Search code examples
regexbooleanquery

Regex for matching incorrect AND OR logic


I need a regex that can match on an incorrect AND / OR logic statements but not if they are in quotes for example:

No matches should be found in:

MAR AND SATURN
MAR OR SATURN
"MAR AND SATURN"

There won't be any matches if AND or OR have at least 1 white space character plus 1 non-white space character on both sides and the characters are not made up of OR or AND. So for example ..R AND S.. should not match but (OR) OR (OR) or (AND) AND (AND) should.

Matches

  MARS AND SATURN [AND]
  MARS [OR]
  MARS [ OR ]
  [AND] AND [AND]
  [OR] [AND]
  [OR] [AND]
  [AND] [OR]
  [ AND ] [ OR ]

You will notice some examples contain white spaces before, after or on both sides of the AND or OR operator, these also need to match.

I'm using the .NET framework and this is what I came up with which works. However, it seems too complicated!

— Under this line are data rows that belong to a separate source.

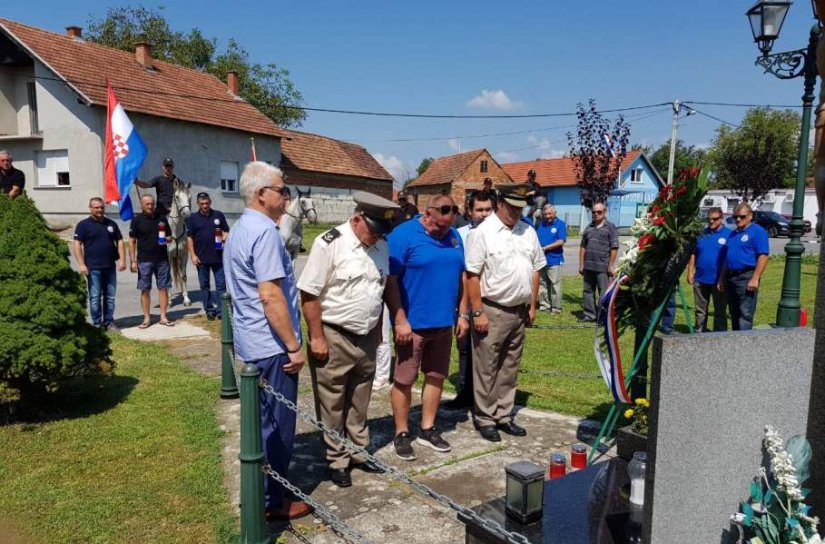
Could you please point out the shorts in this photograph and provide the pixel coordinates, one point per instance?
(429, 350)
(161, 271)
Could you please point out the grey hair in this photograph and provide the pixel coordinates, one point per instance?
(256, 175)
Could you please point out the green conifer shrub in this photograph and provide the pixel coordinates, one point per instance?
(44, 336)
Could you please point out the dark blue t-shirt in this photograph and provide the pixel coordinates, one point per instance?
(99, 239)
(201, 228)
(428, 272)
(552, 232)
(709, 255)
(745, 246)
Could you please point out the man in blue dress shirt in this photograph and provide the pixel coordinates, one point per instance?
(552, 234)
(745, 259)
(703, 273)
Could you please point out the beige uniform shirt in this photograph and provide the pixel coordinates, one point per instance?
(505, 260)
(348, 278)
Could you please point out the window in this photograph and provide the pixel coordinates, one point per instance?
(229, 177)
(52, 168)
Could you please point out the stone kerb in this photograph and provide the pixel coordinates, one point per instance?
(711, 397)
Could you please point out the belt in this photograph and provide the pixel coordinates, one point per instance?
(510, 309)
(734, 273)
(342, 330)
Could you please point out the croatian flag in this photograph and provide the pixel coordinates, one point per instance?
(125, 153)
(608, 143)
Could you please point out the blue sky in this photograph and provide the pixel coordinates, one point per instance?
(481, 57)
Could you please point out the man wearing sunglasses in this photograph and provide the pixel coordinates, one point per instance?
(744, 261)
(427, 261)
(503, 262)
(265, 319)
(703, 273)
(343, 289)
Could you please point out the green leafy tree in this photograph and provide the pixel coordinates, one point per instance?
(265, 86)
(759, 155)
(42, 307)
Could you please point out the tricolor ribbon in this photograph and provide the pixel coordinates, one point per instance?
(606, 343)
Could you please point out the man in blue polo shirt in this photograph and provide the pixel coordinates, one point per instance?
(98, 245)
(206, 232)
(552, 233)
(703, 273)
(745, 259)
(427, 262)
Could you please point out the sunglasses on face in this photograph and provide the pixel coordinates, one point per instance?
(444, 210)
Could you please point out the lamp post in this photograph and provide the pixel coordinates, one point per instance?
(766, 18)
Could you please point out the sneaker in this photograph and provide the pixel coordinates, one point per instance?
(403, 446)
(432, 438)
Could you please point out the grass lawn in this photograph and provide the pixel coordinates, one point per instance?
(558, 369)
(131, 458)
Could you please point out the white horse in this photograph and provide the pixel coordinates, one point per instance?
(292, 220)
(176, 238)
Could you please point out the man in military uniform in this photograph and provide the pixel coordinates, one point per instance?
(503, 259)
(343, 289)
(164, 185)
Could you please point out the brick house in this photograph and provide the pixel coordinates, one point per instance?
(455, 175)
(331, 169)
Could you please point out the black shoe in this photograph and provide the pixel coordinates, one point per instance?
(340, 477)
(512, 429)
(368, 466)
(459, 403)
(490, 433)
(403, 446)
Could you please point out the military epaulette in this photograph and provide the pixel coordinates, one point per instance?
(330, 235)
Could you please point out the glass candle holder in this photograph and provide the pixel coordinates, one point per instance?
(558, 466)
(578, 456)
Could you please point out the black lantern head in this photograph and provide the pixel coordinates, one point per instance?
(766, 18)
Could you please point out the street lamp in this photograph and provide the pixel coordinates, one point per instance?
(766, 18)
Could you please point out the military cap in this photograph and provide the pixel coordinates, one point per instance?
(378, 212)
(515, 194)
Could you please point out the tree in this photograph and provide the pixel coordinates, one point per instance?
(596, 170)
(759, 155)
(265, 86)
(685, 157)
(42, 307)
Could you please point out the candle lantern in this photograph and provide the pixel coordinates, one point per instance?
(525, 487)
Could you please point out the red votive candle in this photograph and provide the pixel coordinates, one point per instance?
(578, 456)
(558, 466)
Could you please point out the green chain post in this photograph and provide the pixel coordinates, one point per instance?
(253, 526)
(229, 387)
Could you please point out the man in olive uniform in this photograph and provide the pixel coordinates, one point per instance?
(343, 289)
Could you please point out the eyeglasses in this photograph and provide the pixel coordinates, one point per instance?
(444, 210)
(283, 189)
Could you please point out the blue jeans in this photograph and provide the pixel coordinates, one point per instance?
(102, 284)
(741, 302)
(212, 304)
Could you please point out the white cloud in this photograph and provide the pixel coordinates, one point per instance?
(497, 100)
(397, 168)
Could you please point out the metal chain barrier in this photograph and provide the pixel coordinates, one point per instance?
(492, 526)
(340, 527)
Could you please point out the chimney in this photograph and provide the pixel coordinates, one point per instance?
(143, 52)
(232, 82)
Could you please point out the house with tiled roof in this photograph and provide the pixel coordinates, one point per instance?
(456, 175)
(638, 185)
(331, 170)
(53, 119)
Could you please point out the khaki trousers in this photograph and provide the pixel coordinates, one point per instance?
(342, 386)
(496, 357)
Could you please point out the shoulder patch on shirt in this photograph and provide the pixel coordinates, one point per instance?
(330, 235)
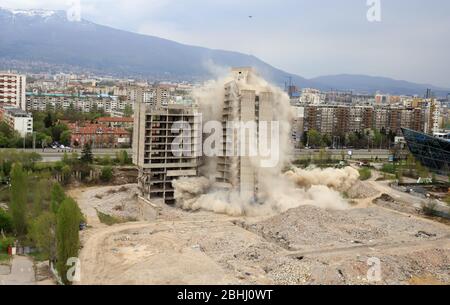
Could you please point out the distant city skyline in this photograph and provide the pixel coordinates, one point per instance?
(308, 38)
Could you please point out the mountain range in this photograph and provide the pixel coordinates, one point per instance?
(46, 40)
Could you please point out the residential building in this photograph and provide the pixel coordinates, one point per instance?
(158, 161)
(116, 122)
(245, 104)
(17, 119)
(12, 89)
(99, 136)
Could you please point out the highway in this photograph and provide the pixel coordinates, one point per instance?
(359, 154)
(52, 155)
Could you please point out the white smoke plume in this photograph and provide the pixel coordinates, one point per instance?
(277, 192)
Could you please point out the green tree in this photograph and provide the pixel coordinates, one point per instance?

There has to be a way to simplify it.

(?!.*\"")(?<!(?:\bAND\b\s|\bOR\b\s))(?:\b(?:AND|OR)\b)(?=\s\b(?:AND|OR)\b)|(?<=\bAND\b\s|\bOR\b\s)(?:\b(?:AND|OR)\b)(?!\s\b(?:AND|OR)\b)|^\b(?:AND|OR)\b|(?:AND\s?|OR\s?)$|(?<=\()\s?(?:\bAND\b|\bOR\b)|(?<=\()(?:\bOR|\bAND)(?=\))|(?:\bOR|\bAND)(?=\))(?!.*\"")

Solution

  • I think this will do:

    ^ *'[^']*' *$|^ *"[^"]*" *$|(\b(AND|OR)\b) +(?1)|(?1)\s*$|^\s*(?1)
    

    Demo: https://regex101.com/r/nD9yR3/2

    Explanation:

    This regex is to match the wrong string!!!

    1. (?1) is for recursive regex. It repeats regex of group 1.
    2. ^ *'[^']*' *$|^ *"[^"]*" *$| is for ignoring string inside quotes. It's considered a match if it has value for group 1, not group zero.